The escape-to-improvement loop

An escape is a PR that merged but should have been blocked: a reviewer missed something. Escapes are inevitable, especially early while reviewers are still being tuned, and they are the single most valuable signal for improving the system.

Bastion cannot detect escapes itself: if it could, it would have blocked them. This is a human governance loop:

  1. Notice an escape (monitoring, a bug report, a production incident).
  2. Triage it: which reviewer(s) should have caught it, and why did they not?
  3. Improve the policy: sharpen a prompt, add a new single-concern reviewer for the missed property, or fix the reviewer’s environment.
  4. Merge the policy change (through the CODEOWNERS-gated human review above).

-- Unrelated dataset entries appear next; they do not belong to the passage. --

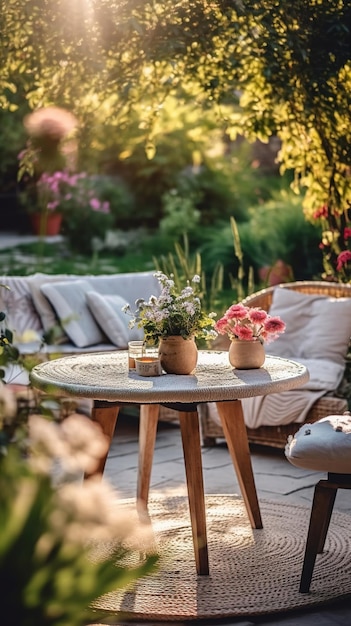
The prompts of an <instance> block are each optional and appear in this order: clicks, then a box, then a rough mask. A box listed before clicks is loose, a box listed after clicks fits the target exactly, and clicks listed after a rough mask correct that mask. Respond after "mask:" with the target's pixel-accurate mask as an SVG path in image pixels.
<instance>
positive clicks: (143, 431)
mask: <svg viewBox="0 0 351 626" xmlns="http://www.w3.org/2000/svg"><path fill="white" fill-rule="evenodd" d="M159 413H160V406H159V404H142V405H141V407H140V417H139V462H138V482H137V500H138V506H141V508H146V507H147V503H148V499H149V488H150V478H151V470H152V461H153V456H154V449H155V441H156V434H157V424H158V416H159Z"/></svg>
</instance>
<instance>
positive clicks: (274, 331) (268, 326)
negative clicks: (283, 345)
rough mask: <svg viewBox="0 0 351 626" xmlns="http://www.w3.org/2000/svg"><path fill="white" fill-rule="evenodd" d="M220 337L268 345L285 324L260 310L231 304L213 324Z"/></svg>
mask: <svg viewBox="0 0 351 626" xmlns="http://www.w3.org/2000/svg"><path fill="white" fill-rule="evenodd" d="M214 328H215V330H216V331H217V332H218V333H219V334H220V335H228V337H229V338H230V339H231V340H233V339H241V340H246V341H250V340H252V339H258V340H259V341H261V343H263V342H266V343H270V342H272V341H274V340H275V339H277V338H278V335H279V334H280V333H283V332H284V331H285V323H284V322H283V321H282V320H281V319H280V317H278V316H276V317H273V316H271V315H269V314H268V313H267V312H266V311H264V310H263V309H260V308H255V307H248V306H244V305H243V304H241V303H239V304H233V305H232V306H231V307H229V309H228V310H227V311H226V312H225V314H224V316H223V317H221V319H219V320H218V321H217V322H216V324H215V327H214Z"/></svg>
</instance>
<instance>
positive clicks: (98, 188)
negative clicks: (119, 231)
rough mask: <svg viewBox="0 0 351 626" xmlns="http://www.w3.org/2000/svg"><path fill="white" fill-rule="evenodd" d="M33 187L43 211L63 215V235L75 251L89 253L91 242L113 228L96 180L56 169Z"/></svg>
mask: <svg viewBox="0 0 351 626" xmlns="http://www.w3.org/2000/svg"><path fill="white" fill-rule="evenodd" d="M36 186H37V191H38V198H39V205H40V206H41V207H42V210H46V211H49V212H51V211H56V212H60V213H62V215H63V228H62V234H63V235H64V236H65V238H66V240H67V243H68V244H69V245H70V247H71V248H72V250H74V251H75V252H80V253H83V254H91V253H92V252H93V251H94V241H95V240H97V239H99V240H103V239H104V238H105V235H106V231H107V230H108V229H111V228H113V226H114V217H113V215H112V213H111V211H110V203H109V202H108V201H107V200H105V199H104V198H103V197H102V192H101V191H100V187H99V179H98V178H96V177H94V176H89V175H88V174H87V173H86V172H79V173H71V172H69V171H68V170H58V171H56V172H53V173H48V172H44V173H43V174H42V175H41V176H40V178H39V180H38V182H37V185H36Z"/></svg>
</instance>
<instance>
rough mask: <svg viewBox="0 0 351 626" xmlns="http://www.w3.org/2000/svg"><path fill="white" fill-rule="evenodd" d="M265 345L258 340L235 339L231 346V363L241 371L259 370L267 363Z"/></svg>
mask: <svg viewBox="0 0 351 626" xmlns="http://www.w3.org/2000/svg"><path fill="white" fill-rule="evenodd" d="M265 358H266V355H265V351H264V347H263V344H262V343H261V342H260V341H259V340H258V339H253V340H251V341H247V340H244V339H233V340H232V342H231V344H230V346H229V362H230V364H231V365H232V366H233V367H235V368H236V369H239V370H251V369H257V368H259V367H261V366H262V365H263V363H264V362H265Z"/></svg>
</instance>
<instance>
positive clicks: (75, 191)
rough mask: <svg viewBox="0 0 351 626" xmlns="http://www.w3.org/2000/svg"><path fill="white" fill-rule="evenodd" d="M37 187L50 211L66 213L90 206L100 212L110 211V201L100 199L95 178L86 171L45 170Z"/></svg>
mask: <svg viewBox="0 0 351 626" xmlns="http://www.w3.org/2000/svg"><path fill="white" fill-rule="evenodd" d="M37 188H38V193H39V198H40V199H41V201H42V205H43V207H44V208H46V209H48V210H49V211H58V212H60V213H66V212H70V211H75V210H79V209H84V208H86V207H88V208H90V209H91V210H92V211H98V212H100V213H109V212H110V204H109V202H107V201H105V202H104V201H103V200H100V199H99V197H98V195H97V193H96V190H95V188H94V183H93V180H92V179H91V178H90V177H89V176H88V175H87V174H86V173H85V172H80V173H78V174H71V173H70V172H68V171H64V170H63V171H58V172H54V173H53V174H49V173H47V172H44V174H42V175H41V177H40V178H39V180H38V182H37Z"/></svg>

This is why Bastion expects reviewers to improve over time. Start with a reviewer that is good enough and sharpen it from real escapes instead of perfecting it on paper. Treat escapes as expected feedback rather than failures, and triage them regularly so the policy keeps improving.

What Bastion does not guarantee

Govern with these limits in mind; they are deliberate, not gaps to be closed:

  • It is not a correctness proof. Bastion does not guarantee code is free of bugs or vulnerabilities. A reviewer is only as good as its model and prompt; it is code review without the human in the small loop, not a verifier.
  • It does not judge whether the right thing is being built. That is a design-time question; by PR time the ship has sailed. Keep humans in the design loop.
  • It is not an adversarial security boundary. Bastion assumes PR authors are aligned contributors and treats reviewed code as trusted input; it does not defend reviewer agents against prompt injection or exfiltration from the code they review. The bar is reasonable reduction proportionate to effort: a speed bump and good defaults, like lint and CI and human review before it. Anything stronger (signing, external rule storage, an enumerated trusted-computing-base) is deliberately out of scope.

These limits follow from one assumption: the threat being managed is an aligned-but-fallible agent, not a determined adversary. Govern accordingly. Bastion is a control on honest mistakes and drift, layered with the rest of your CI, not a boundary that holds against someone actively trying to defeat it.

A governance checklist

For a healthy deployment:

  • .bastion.yaml and the Bastion workflow are CODEOWNERS-protected.
  • Bastion’s review is required by branch protection on the default branch (the review job, or the aggregate bastion check that bastion github report posts).
  • Reviewer-policy PRs get a real human review, not a rubber stamp.
  • Someone owns escape triage, and escapes feed back into reviewer changes.
  • Billing is configured (per-author secrets or an API-key fallback) so reviews are not silently blocked by missing credentials. See Continuous integration.

That is the guide. If you want to work on Bastion itself rather than use it, the design notes and contributor docs live in the Bastion repository.